Cross-Machine Coordination

Run agents on remote machines. Your laptop runs the TUI. A workbench, GPU box, or cloud instance runs the agents. One grid, multiple hosts.

How It Works

Two modes of initech, one binary:

MacBook (TUI mode)                    Workbench (headless mode)
+-----------------------------+        +-------------------------+
| initech                     |  TCP   | initech serve           |
|                             |<------>|                         |
| super       [local]        | :7391  | eng1  [local PTY]       |
| pm          [local]        |        | eng2  [local PTY]       |
|                             |        | eng3  [local PTY]       |
| workbench:eng1 [R]         |        +-------------------------+
| workbench:eng2 [R]         |
| workbench:eng3 [R]         |
+-----------------------------+

Remote agents display as host:agent [R] in the TUI grid, ribbon, and overlay. You navigate between local and remote panes uniformly with Alt+arrows. Keyboard input to a focused remote pane flows over the TCP connection.

Setup Walkthrough

1. Remote machine (workbench)

Install initech, create a project directory, and configure for headless mode:

$ curl -fsSL https://initech.sh/install.sh | bash
$ mkdir myproject && cd myproject
$ initech init

Edit initech.yaml to configure headless mode:

project: myproject
root: /home/you/myproject
peer_name: workbench
mode: headless
listen: ":7391"
token: your-shared-secret
roles:
    - eng1
    - eng2
    - eng3

Start the daemon:

$ initech serve
  Listening on :7391 (peer: workbench)
  Started eng1, eng2, eng3

The daemon launches agents and waits for TUI clients. Agents keep running even when no client is connected.

2. Local machine (laptop)

In your project's initech.yaml, add a remotes block pointing to the workbench:

project: myproject
root: /Users/you/myproject
peer_name: laptop
roles:
    - super
    - pm
remotes:
    workbench:
        addr: "192.168.1.100:7391"
        token: your-shared-secret

3. Launch

$ initech

The TUI starts local agents (super, pm) and connects to the workbench. Remote agents (eng1, eng2, eng3) appear in the grid alongside local ones. You're now running 5 agents across 2 machines from one terminal.

Addressing Remote Agents

Use host:agent format for cross-machine communication:

# Send from laptop to workbench agent
$ initech send workbench:eng1 "fix the auth bug"

# Peek at a remote agent
$ initech peek workbench:eng2 -n 10

# Remote agent sends back to local
$ initech send laptop:super "[from eng1] ini-42: ready for QA"

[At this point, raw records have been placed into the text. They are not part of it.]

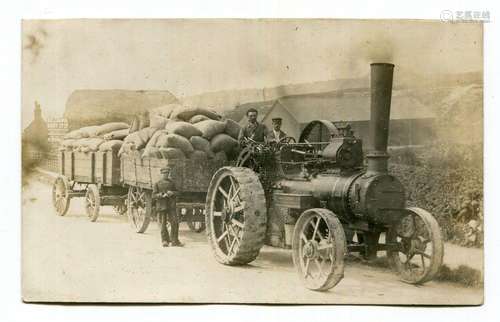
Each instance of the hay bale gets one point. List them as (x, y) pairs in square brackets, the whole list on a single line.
[(111, 127), (157, 121), (201, 144), (232, 129), (127, 148), (198, 118), (210, 128), (175, 141), (172, 153), (186, 113), (116, 135), (112, 145), (185, 129), (223, 142), (151, 152)]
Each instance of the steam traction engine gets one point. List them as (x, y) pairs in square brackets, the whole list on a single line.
[(318, 197)]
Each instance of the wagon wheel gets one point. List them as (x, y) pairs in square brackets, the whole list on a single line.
[(121, 207), (139, 202), (418, 252), (92, 202), (235, 215), (245, 159), (318, 249), (60, 195), (288, 140), (196, 226)]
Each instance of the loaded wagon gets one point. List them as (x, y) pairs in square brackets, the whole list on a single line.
[(126, 183)]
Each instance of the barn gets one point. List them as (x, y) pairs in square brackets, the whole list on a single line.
[(412, 122), (90, 107)]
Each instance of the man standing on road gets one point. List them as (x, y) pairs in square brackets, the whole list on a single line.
[(253, 130), (165, 192), (276, 135)]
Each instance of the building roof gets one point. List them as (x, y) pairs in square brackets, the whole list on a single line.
[(94, 106), (350, 106)]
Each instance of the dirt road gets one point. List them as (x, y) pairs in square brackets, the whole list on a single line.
[(71, 259)]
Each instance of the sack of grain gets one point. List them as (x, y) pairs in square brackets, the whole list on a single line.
[(127, 147), (165, 110), (146, 133), (116, 135), (223, 142), (144, 120), (157, 121), (110, 127), (151, 152), (175, 141), (186, 113), (201, 144), (232, 128), (73, 135), (199, 155), (79, 143), (198, 118), (171, 153), (93, 144), (89, 131), (220, 157), (111, 145), (139, 138), (210, 128), (68, 144), (185, 129), (154, 138), (134, 127)]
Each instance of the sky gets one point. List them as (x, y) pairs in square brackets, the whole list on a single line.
[(188, 57)]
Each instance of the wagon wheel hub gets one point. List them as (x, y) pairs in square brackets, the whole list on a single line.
[(311, 250)]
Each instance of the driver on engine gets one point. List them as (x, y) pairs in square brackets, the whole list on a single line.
[(253, 130), (276, 135)]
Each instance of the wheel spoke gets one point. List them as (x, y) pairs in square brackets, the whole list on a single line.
[(306, 268), (316, 227), (424, 254), (241, 207), (224, 193), (325, 246), (237, 223), (318, 265), (221, 237)]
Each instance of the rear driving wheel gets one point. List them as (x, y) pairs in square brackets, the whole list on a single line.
[(318, 249), (139, 203), (235, 215), (92, 202), (416, 247), (60, 195)]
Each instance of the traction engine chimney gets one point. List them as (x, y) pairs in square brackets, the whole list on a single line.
[(380, 109)]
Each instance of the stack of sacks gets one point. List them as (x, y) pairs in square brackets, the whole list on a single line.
[(178, 132), (90, 138)]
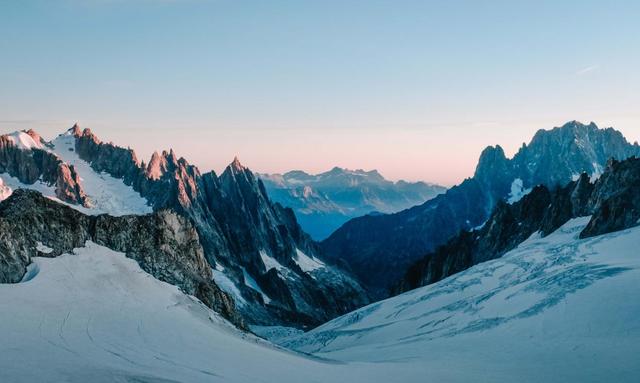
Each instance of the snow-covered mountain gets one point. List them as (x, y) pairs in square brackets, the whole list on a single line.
[(555, 309), (379, 248), (323, 202), (93, 315), (135, 297), (255, 248)]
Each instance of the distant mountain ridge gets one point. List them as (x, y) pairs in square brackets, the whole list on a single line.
[(324, 201), (255, 249), (379, 248)]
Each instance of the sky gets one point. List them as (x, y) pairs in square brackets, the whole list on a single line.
[(415, 89)]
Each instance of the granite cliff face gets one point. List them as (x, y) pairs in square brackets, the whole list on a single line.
[(24, 155), (256, 247), (164, 244), (613, 201), (323, 202), (379, 248)]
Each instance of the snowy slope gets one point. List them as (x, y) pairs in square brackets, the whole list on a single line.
[(106, 193), (554, 309), (95, 316)]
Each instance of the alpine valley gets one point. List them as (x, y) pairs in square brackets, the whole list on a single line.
[(323, 202), (114, 269)]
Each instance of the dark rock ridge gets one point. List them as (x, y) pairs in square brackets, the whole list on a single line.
[(164, 244), (34, 164), (379, 248), (613, 201), (235, 221), (323, 202)]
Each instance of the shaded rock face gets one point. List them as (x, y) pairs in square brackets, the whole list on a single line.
[(235, 221), (323, 202), (379, 248), (164, 244), (613, 201), (31, 165)]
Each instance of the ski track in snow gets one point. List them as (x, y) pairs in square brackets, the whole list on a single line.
[(555, 309)]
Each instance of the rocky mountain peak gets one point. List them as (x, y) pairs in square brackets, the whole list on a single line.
[(492, 159), (75, 130), (236, 166)]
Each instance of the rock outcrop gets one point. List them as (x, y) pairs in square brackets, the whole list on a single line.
[(613, 201), (31, 164), (379, 248), (323, 202), (237, 225), (164, 244)]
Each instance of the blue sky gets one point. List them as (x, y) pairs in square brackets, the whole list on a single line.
[(415, 89)]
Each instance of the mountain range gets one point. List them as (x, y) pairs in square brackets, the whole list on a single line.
[(323, 202), (248, 247), (556, 305), (113, 269), (379, 248)]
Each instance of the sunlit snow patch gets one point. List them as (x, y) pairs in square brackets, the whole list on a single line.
[(107, 194), (24, 141)]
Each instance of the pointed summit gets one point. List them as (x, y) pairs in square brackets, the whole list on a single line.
[(75, 130), (236, 165)]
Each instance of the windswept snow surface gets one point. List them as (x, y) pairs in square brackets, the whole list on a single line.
[(8, 184), (106, 193), (24, 141), (555, 309), (95, 316)]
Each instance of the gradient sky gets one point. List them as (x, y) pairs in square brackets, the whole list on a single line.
[(415, 89)]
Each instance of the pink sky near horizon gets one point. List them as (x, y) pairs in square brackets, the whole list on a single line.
[(438, 153)]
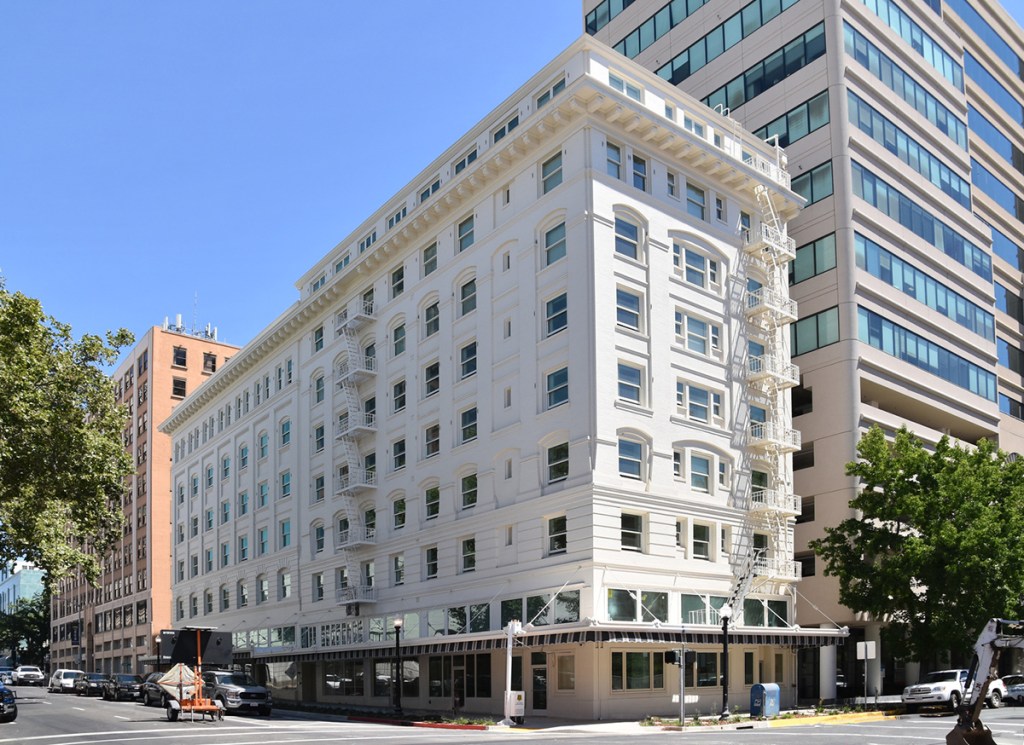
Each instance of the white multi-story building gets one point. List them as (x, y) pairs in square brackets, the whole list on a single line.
[(545, 383)]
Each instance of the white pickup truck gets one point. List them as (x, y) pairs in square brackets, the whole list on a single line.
[(945, 688)]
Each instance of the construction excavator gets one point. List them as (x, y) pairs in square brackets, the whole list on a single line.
[(997, 634)]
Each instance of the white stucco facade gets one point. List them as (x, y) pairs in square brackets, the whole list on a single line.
[(545, 389)]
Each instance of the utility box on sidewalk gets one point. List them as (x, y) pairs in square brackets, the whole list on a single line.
[(765, 699)]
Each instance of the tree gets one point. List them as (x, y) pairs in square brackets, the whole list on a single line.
[(937, 545), (62, 464), (26, 628)]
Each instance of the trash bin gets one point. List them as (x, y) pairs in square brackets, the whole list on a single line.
[(765, 699)]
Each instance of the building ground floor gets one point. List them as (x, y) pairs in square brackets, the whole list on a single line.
[(591, 673)]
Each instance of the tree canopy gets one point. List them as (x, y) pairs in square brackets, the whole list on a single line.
[(938, 544), (62, 463)]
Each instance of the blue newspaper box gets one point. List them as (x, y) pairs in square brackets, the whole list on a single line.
[(765, 699)]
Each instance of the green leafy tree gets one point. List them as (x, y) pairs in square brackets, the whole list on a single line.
[(26, 629), (937, 545), (62, 464)]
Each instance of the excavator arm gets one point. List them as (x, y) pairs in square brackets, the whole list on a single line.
[(997, 634)]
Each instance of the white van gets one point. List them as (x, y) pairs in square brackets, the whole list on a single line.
[(62, 681)]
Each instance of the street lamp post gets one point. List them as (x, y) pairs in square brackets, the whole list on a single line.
[(397, 666), (725, 612)]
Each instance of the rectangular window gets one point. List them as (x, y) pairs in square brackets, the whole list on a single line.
[(551, 173), (632, 532), (557, 387), (556, 314), (469, 490), (557, 535), (627, 238), (558, 463), (432, 440), (467, 360), (630, 458), (467, 298), (429, 259), (628, 309), (468, 555), (554, 244), (432, 501), (398, 395), (630, 383), (468, 425), (431, 319), (431, 379), (466, 233)]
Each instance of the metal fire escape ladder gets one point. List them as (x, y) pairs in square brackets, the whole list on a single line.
[(771, 506)]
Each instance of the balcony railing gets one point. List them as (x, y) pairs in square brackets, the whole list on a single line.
[(773, 500), (356, 594)]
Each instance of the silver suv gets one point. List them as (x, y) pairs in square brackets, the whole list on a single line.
[(237, 691)]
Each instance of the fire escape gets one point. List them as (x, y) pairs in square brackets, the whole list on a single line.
[(354, 476)]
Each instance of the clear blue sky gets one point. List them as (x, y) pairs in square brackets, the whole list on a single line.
[(155, 151)]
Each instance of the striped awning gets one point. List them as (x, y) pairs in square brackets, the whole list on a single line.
[(690, 637)]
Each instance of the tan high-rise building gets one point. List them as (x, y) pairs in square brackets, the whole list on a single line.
[(111, 627), (902, 123)]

Bare names (without host:) always resolve to local agents. No implicit cross-machine routing.

Use initech peers to see all connected machines and their agents:

$ initech peers
  PEER        AGENTS
  local       super pm
  workbench   eng1 eng2 eng3

Auto-Reconnect

If the network drops, the TUI automatically reconnects to the remote daemon. Remote agents are marked as disconnected in the grid until the connection is restored. No agent work is lost on the remote side because the PTYs never stopped running.

On reconnect, the daemon replays recent terminal output for each pane so you see current content immediately, not a blank screen that fills in over time.

Daemon Persistence

The headless daemon keeps agents running when no TUI client is connected. You can disconnect your laptop, close it, and reconnect later. This is analogous to how tmux server persists when the client detaches, but with initech's agent awareness and message delivery guarantees.

Security

Cross-machine connections are authenticated with a shared bearer token. Both sides must use the same token value. The token is sent during the connection handshake and validated before any data is exchanged.

The transport is raw TCP with no application-level encryption. This is designed for trusted networks:

The daemon can control agent processes (start, stop, restart) and inject text into their terminals. Treat the token like a password.